Glancing Back, and Remembering Gino Cimoli

Gino Cimoli was a much-traveled and much-valued outfielder who played from the mid-1950s to the mid-1960s. He played for seven different major league clubs in a 10-year career, the valuable reserve who could play any of the outfield positions and cause problems for opposing pitchers when he came to bat.

As a rookie with the Brooklyn Dodgers in 1957, Gino Cimoli batted .293 and was a member of the National League All-Star team.

Cimoli was signed by the Brooklyn Dodgers in 1949 and made his major league debut in 1956. In 1957 he hit .293 for the Dodgers with 10 home runs and 57 RBIs. He was a member of the National League All-Star team that season.

Cimoli’s first “move” as a major leaguer was with the Dodgers, going with the team to Los Angeles for the 1958 season and being the first major league player to bat on the West Coast when he led off on Opening Day in San Francisco. Cimoli hit .246 for the Dodgers in 1958, and was traded after the season to the St. Louis Cardinals for Wally Moon and Phil Paine.

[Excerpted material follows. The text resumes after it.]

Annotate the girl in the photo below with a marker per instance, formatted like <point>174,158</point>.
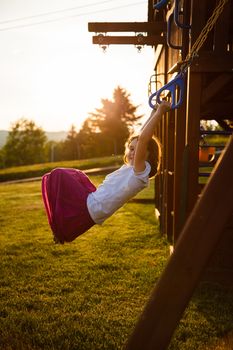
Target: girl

Cimoli hit .275 for the Cardinals in 1959, with eight home runs and 72 RBIs. Following that season, he was traded with Tom Cheney to the Pittsburgh Pirates for Ron Kline.

In Pittsburgh, Cimoli was used primarily as the team’s fourth outfielder, hitting .267 with 14 doubles and 28 RBIs in 1960. He batted .250 in the 1960 World Series. During the 1961 season, the Pirates sent Cimoli to the Milwaukee Braves for Johnny Logan, and he finished the 1961 season with the Braves … only to be selected by the Kansas City Athletics in the 1961 Rule 5 Draft.

Gino Cimoli batted .275 for the Kansas City Athletics in 1962, leading the major leagues with 15 triples.

Gino Cimoli batted .275 for the Kansas City Athletics in 1962, leading the major leagues with 15 triples.

Cimoli hit .275 for the A’s in 1962, his best all-around season in the major leagues. He hit 20 doubles and 10 home runs, with 71 RBIs. His 15 triples were the most in the majors that season. He followed with another solid year in 1963, batting .263 with 19 doubles, 11 triples and 48 RBIs.

Cimoli was released by Kansas City in May of 1964 after appearing in only four games with the A’s, and signed as a free agent with the Baltimore Orioles, batting .138 in only 38 games. He was released by Baltimore after the 1964 season and signed with the California Angels, but played in only four games with the Angels in 1965 before retiring.

Cimoli finished his major league career with 808 hits and a .265 batting average.